Com a mudança prevista, o que a gente vai ter, basicamente, em situações que são interpretativas, que dependem de interpretação, é que o algoritmo vai ser o juiz. A gente está dando poder aos algoritmos para fazerem interpretação da vontade popular. Basicamente é isso.

Dentro do contexto eleitoral, eu imagino que as plataformas, no início, sejam muito restritivas. Elas vão aplicar essa decisão do STF de uma forma mais restritiva do que a interpretação média diria.

Então, a gente vai ter um ano que vai ser uma caixinha de surpresa para todos – tanto para as plataformas quanto para a Justiça, que também não vai ter muita certeza de como julgar, de como agir. Nós teremos, em muitos casos, um algoritmo sendo o juiz da opinião do cidadão brasileiro.

Enquanto o Congresso não editar nova lei, a decisão do STF vai continuar prevalecendo. A senhora vê como possível, na atual situação do país, um consenso para a elaboração de uma lei nesse sentido que corrija a decisão do STF?

Tem que ser possível. O Marco Civil foi criado através de uma grande participação de entidades da sociedade civil. Eu acho que a gente precisa ter, sim, uma atualização de regulamentação, uma atualização de responsabilidade das plataformas.

A gente já tem, agora, o ECA digital, para ter uma proteção maior com relação a pessoas que são vulneráveis, os menores de idade. É uma lei que, obviamente, não é perfeita, mas era uma lei necessária, no meu entendimento.

A gente precisa, como sociedade, sentar e conversar e chegar a um consenso. Existe um lobby, todo mundo sabe, enorme das plataformas dentro do parlamento. E isso faz parte do jogo democrático. É legítimo que elas ponderem essas questões enquanto empresas. Mas as plataformas, hoje em dia, têm uma responsabilidade pública. Elas não são só um ente privado que deve ter as suas regras. A sociedade como um todo hoje utiliza plataformas, desde pequenos empreendedores até redes de educação. Durante a pandemia, as escolas colocaram muita coisa online, em diversos tipos de plataformas. Muita coisa na sociedade mudou depois da pandemia, com relação ao uso de internet.

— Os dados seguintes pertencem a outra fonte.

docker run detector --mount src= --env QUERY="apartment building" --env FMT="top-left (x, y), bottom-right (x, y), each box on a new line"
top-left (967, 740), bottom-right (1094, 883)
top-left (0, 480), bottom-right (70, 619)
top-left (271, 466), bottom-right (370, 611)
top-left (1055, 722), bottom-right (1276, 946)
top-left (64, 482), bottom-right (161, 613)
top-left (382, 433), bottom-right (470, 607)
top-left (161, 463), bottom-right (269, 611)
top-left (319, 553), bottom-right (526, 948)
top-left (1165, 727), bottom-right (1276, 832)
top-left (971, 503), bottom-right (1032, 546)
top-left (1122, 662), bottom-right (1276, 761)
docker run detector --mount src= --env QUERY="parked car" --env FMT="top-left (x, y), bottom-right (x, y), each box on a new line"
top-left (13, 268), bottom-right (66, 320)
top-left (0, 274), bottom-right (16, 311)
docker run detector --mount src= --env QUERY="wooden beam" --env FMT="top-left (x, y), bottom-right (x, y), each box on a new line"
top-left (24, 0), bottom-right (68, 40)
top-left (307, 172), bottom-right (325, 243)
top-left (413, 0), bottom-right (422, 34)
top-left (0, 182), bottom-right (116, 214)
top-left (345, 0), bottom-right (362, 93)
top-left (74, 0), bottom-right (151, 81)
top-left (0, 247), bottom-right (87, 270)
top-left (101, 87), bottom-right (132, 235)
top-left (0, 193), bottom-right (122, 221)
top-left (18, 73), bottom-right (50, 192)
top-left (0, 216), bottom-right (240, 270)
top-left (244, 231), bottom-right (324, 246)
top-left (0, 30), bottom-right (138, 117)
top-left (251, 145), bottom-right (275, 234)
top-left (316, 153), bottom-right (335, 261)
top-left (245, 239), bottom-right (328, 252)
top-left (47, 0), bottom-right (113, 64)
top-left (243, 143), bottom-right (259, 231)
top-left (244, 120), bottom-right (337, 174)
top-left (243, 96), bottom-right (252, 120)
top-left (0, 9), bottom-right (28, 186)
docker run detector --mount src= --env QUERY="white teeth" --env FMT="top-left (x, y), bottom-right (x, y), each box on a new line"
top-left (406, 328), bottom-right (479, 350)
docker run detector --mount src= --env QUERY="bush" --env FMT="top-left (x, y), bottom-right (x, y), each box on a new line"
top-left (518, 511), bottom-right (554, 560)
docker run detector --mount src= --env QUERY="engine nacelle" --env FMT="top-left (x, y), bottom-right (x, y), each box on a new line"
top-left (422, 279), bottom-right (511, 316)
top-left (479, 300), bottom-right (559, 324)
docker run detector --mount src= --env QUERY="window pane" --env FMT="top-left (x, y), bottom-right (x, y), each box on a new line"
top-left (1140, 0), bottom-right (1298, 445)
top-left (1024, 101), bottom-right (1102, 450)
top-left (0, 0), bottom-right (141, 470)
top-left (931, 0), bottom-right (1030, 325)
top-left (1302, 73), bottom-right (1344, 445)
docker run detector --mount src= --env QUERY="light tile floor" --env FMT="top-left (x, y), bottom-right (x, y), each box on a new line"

É necessária, sim, uma atualização, mas é necessário o diálogo. De todo mundo. Não pode ser uma coisa açodada, não pode vir de cima para baixo, a partir do STF. Entendo que o STF não tem que ter protagonismo nessa questão. Ele não tem que ser o protagonista. O protagonista é a sociedade e o Poder Legislativo, porque essa é uma função do Poder Legislativo.

A gente precisa debater esse assunto, reorganizar a responsabilidade das plataformas. Tem também o projeto do Marco Civil da Inteligência Artificial, que é um tema que está sendo debatido no Congresso. A gente precisa de uma lei que regulamente isso. Todas as questões de risco que envolvem inteligência artificial, o uso de inteligência artificial com dados sensíveis de pessoas, de governos, enfim… A gente tem que ter regulamentação dessas coisas, mas precisa haver um debate plural, com tempo para chegar a um consenso. Não pode vir de cima para baixo.